CD4(+) T-Helper Type 1 Cytokines and Trastuzumab Facilitate CD8(+) T-cell Targeting of HER2/neu-Expressing Cancers.


PMID 25791067

Abstract

Vaccination strategies incorporating the immunodominant HLA-A2-restricted HER2/neu-derived peptide 369-377 (HER2369-377) are increasingly utilized in HER2/neu-expressing cancer patients. The failure of postvaccination HER2369-377-specific CD8(+) T cells to recognize HLA-A2(pos)HER2/neu-expressing cells in vitro, however, has been attributed to impaired MHC class I/HLA-A2 presentation observed in HER2/neu-overexpressing tumors. We reconcile this controversy by demonstrating that HER2369-377 is directly recognized by high functional-avidity HER2369-377-specific CD8(+) T cells-either genetically modified to express a novel HER2369-377 TCR or sensitized using HER2369-377-pulsed type 1-polarized dendritic cells (DC1)-on class I-abundant HER2(low), but not class I-deficient HER2(high), cancer cells. Importantly, a critical cooperation between CD4(+) T-helper type-1 (Th1) cytokines IFNγ/TNFα and HER2/neu-targeted antibody trastuzumab is necessary to restore class I expression in HER2(high) cancers, thereby facilitating recognition and lysis of these cells by HER2369-377-specific CD8(+) T cells.
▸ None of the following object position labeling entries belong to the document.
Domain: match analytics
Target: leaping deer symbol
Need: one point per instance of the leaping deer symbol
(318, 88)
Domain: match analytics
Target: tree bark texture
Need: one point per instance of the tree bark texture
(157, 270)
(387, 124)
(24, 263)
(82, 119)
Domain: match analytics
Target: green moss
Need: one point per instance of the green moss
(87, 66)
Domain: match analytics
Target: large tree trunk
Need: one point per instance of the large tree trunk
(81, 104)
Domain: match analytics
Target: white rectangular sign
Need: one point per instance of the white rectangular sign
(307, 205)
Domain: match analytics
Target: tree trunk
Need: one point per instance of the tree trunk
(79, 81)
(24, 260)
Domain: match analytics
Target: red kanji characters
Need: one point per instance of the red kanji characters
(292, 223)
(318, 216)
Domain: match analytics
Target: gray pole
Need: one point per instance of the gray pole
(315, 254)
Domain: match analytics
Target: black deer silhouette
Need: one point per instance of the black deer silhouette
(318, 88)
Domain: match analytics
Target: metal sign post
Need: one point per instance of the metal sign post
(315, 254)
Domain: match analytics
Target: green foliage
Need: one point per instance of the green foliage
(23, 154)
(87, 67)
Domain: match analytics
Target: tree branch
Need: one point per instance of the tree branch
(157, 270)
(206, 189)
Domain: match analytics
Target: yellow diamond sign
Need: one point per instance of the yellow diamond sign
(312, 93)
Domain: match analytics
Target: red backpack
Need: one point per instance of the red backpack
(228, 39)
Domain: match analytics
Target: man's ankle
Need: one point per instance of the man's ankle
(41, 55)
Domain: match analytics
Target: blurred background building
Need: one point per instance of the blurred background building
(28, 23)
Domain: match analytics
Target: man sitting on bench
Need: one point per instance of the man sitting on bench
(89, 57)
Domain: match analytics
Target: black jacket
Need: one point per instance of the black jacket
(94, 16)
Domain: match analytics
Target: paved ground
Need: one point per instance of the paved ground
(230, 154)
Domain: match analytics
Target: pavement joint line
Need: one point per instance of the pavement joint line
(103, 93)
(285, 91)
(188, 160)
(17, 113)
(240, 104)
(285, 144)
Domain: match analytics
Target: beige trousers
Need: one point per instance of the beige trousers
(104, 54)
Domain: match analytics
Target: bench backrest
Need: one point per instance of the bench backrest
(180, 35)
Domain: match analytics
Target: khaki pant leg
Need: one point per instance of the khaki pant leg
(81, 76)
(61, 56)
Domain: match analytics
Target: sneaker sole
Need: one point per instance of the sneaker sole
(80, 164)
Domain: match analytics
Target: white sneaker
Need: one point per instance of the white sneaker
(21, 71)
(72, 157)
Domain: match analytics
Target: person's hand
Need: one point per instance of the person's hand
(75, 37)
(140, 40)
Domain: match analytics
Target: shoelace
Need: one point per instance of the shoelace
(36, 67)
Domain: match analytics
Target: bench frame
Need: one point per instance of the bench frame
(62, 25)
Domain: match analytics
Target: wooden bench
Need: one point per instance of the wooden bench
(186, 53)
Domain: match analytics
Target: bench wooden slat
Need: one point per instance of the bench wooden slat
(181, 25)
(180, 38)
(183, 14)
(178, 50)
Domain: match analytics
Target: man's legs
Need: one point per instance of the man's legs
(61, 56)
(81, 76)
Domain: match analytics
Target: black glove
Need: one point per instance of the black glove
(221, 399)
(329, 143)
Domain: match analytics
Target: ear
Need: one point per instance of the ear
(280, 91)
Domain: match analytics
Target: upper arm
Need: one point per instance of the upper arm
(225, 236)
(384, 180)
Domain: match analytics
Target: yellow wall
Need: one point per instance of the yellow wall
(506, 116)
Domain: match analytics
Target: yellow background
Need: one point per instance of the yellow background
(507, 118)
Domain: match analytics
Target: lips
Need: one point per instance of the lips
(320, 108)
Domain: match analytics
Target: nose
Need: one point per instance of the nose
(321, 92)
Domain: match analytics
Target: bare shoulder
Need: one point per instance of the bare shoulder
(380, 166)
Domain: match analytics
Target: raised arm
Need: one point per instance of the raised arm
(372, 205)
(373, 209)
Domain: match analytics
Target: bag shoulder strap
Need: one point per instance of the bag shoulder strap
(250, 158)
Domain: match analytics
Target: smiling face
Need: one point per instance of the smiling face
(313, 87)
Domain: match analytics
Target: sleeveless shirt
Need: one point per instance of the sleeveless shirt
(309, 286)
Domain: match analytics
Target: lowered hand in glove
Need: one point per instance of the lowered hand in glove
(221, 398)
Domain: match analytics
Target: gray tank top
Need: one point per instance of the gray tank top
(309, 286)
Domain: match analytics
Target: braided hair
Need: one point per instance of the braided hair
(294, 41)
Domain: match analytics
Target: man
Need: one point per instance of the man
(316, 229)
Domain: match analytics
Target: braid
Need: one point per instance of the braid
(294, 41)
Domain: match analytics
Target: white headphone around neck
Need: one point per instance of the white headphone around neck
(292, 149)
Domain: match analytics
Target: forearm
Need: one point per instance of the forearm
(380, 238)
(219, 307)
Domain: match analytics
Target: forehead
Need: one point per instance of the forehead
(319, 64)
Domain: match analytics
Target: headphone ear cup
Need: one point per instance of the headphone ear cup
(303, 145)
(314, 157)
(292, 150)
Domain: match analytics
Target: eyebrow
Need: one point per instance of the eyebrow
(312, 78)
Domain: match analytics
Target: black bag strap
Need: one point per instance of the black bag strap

Concomitant induction of PD-L1 on HER2/neu-expressing cells by IFNγ/TNF and trastuzumab, however, has minimal impact on DC1-sensitized HER2369-377-CD8(+) T-cell-mediated cytotoxicity. Although activation of EGFR and HER3 signaling significantly abrogates IFNγ/TNFα and trastuzumab-induced class I restoration, EGFR/HER3 receptor blockade rescues class I expression and ensuing HER2369-377-CD8(+) cytotoxicity of HER2/neu-expressing cells. Thus, combinations of CD4(+) Th1 immune interventions and multivalent targeting of HER family members may be required for optimal anti-HER2/neu CD8(+) T-cell-directed immunotherapy.